Dynamic edges are time-dependent trajectories – sequences of \(SE(3)\) matrices with associated timestamps. They can be interpolated to arbitrary timestamps using SLERP for the rotation component and linear interpolation for translation. The ego-vehicle trajectory (e.g., T_rig_world) is a typical dynamic edge.

A typical pose graph for an AV recording has the following structure:

../_images/pose_graph.svg — Example pose graph for a vehicle with an articulated trailer.

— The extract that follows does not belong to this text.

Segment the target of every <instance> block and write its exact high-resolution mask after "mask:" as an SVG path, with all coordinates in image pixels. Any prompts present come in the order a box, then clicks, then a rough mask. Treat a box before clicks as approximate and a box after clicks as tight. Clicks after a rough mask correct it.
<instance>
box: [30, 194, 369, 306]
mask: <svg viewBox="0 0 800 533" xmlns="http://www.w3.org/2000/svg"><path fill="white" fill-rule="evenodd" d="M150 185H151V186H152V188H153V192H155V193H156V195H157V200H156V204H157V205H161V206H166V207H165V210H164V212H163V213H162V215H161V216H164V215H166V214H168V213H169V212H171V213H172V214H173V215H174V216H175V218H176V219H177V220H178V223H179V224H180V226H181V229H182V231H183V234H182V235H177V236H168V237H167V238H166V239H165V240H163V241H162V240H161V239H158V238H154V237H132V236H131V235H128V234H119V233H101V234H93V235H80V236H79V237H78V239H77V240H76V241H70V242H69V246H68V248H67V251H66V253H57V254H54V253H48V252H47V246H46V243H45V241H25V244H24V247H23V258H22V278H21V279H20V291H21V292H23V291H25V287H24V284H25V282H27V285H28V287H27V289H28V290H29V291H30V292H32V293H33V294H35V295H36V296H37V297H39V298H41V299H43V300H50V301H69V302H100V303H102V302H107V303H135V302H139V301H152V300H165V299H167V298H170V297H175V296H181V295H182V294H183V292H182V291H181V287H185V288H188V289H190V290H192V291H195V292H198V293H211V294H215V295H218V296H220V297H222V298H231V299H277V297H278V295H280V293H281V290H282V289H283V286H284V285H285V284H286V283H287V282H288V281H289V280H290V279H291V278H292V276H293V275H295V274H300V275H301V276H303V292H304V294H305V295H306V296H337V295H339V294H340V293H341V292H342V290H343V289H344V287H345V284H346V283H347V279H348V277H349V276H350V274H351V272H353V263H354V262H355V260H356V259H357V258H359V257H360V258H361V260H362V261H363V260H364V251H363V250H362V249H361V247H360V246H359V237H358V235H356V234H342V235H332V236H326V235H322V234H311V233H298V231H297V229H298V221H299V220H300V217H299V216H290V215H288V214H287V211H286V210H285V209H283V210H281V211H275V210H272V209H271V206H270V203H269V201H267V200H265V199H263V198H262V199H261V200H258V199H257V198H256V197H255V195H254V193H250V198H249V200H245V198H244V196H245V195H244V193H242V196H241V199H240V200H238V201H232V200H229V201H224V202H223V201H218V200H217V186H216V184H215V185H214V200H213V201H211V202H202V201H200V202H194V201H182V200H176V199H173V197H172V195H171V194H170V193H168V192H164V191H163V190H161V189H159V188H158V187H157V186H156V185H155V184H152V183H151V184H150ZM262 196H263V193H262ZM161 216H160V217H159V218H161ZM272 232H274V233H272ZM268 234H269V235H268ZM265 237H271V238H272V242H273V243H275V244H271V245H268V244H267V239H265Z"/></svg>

Dashed edges are static (time-invariant) transforms; bold edges are dynamic (time-dependent) trajectories.#

The well-known coordinate frames are:

rig – the vehicle / robot body frame (see below)
world – a sequence-local reference frame (see below)
world_global – the earth-centered-earth-fixed (ECEF) global frame
Sensor frames – named by their sensor ID (e.g., camera_front_wide_120fov)

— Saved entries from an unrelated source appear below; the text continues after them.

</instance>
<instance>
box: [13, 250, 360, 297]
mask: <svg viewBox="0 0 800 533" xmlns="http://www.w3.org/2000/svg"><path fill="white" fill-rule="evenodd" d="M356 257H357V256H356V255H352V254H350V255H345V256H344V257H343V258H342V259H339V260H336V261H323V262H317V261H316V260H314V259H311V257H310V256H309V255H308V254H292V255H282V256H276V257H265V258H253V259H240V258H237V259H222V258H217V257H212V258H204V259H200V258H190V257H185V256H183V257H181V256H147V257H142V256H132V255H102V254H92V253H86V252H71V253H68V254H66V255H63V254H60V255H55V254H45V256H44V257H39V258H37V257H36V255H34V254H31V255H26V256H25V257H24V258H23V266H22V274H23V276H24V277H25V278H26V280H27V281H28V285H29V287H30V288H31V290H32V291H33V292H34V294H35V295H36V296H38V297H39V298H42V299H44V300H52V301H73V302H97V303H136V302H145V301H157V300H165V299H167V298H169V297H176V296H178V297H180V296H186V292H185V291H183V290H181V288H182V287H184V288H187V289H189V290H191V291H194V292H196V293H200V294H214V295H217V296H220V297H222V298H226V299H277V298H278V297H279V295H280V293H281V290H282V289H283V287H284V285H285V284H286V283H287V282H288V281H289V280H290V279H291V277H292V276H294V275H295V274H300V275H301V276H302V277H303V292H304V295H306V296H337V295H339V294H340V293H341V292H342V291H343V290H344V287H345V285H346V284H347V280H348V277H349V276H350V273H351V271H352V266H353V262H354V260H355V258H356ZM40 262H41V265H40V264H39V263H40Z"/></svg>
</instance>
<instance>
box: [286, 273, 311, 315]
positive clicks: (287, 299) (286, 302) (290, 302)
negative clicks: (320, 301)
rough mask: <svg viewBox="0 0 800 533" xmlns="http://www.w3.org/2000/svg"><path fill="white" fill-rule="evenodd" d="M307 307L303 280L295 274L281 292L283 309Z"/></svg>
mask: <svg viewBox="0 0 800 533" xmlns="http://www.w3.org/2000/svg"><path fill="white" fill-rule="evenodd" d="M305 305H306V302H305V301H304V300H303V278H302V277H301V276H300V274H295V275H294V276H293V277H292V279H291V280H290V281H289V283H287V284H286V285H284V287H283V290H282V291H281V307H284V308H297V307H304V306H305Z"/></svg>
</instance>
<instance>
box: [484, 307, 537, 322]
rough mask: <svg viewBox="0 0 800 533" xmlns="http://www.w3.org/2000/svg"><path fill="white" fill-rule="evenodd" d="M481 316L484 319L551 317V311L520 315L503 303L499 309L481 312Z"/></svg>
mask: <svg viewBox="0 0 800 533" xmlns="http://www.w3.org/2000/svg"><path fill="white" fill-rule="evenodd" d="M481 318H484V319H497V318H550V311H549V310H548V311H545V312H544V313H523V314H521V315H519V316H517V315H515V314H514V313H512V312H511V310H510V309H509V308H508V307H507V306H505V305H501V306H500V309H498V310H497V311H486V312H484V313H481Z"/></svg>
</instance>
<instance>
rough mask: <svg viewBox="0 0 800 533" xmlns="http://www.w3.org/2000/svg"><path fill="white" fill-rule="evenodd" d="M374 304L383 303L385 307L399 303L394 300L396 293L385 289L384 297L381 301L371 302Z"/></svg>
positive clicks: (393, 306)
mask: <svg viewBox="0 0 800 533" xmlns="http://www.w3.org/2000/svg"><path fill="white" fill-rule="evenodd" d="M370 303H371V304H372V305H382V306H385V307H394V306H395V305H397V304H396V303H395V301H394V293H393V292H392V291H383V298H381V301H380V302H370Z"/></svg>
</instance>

World / Global Coordinate Frame#

The position and orientation of the ego frame, as well as other objects in the scene, can be expressed in the earth-centered-earth-fixed (ECEF) world_global coordinate system in the form of high-precision \(SE(3)\) matrices. To avoid very large local coordinates and numerical precision issues, NCore uses a local world coordinate system where one usually stores the first pose of the ego frame in the sequence to an identity matrix and express all other poses relative to it. The conversion between the local world and world_global reference frames is known as T_world_world_global.

Rig Coordinate Frame#

A vehicle / robot-local rig coordinate system is defined as a right-handed coordinate system with the x-axis pointing to the front of the car, y is pointing left, and z up. The origin of the coordinate system is located in the middle of the rear axis on the nominal ground.

A time-dependent trajectory of the ego frame is expressed as T_rig_world. This can be interpolated to obtain smooth transformations for the start and end timestamps for each sensor frame (e.g., the start- and end-times of a rolling-shutter camera frame / spinning lidar frame).

Camera and Image Coordinate System#

Both extrinsic camera and intrinsic image coordinate systems are right-handed coordinate systems. The axes of the extrinsic camera coordinate system are defined such that the camera’s principal axis is along the +z axis, the x-axis points to the right, and the y-axis points down. The principal point corresponds to the optical center of the camera.

The image coordinate system is defined such that the u-axis points to the right and the v-axis down. The origin of the image coordinate system is in the top left corner of the image, and the units are pixels. Continuous pixel coordinates start with [0.0, 0.0] at the top-left corner of the top-left pixel in the image, i.e., both the u and v coordinates of the first pixel span the range [0.0, 1.0].

Sensor Models#

NCore supports multiple sensor models for camera and lidar intrinsics and distortion parameters. For the full list of supported models, mathematical specifications, and parameter descriptions, see Sensor Models.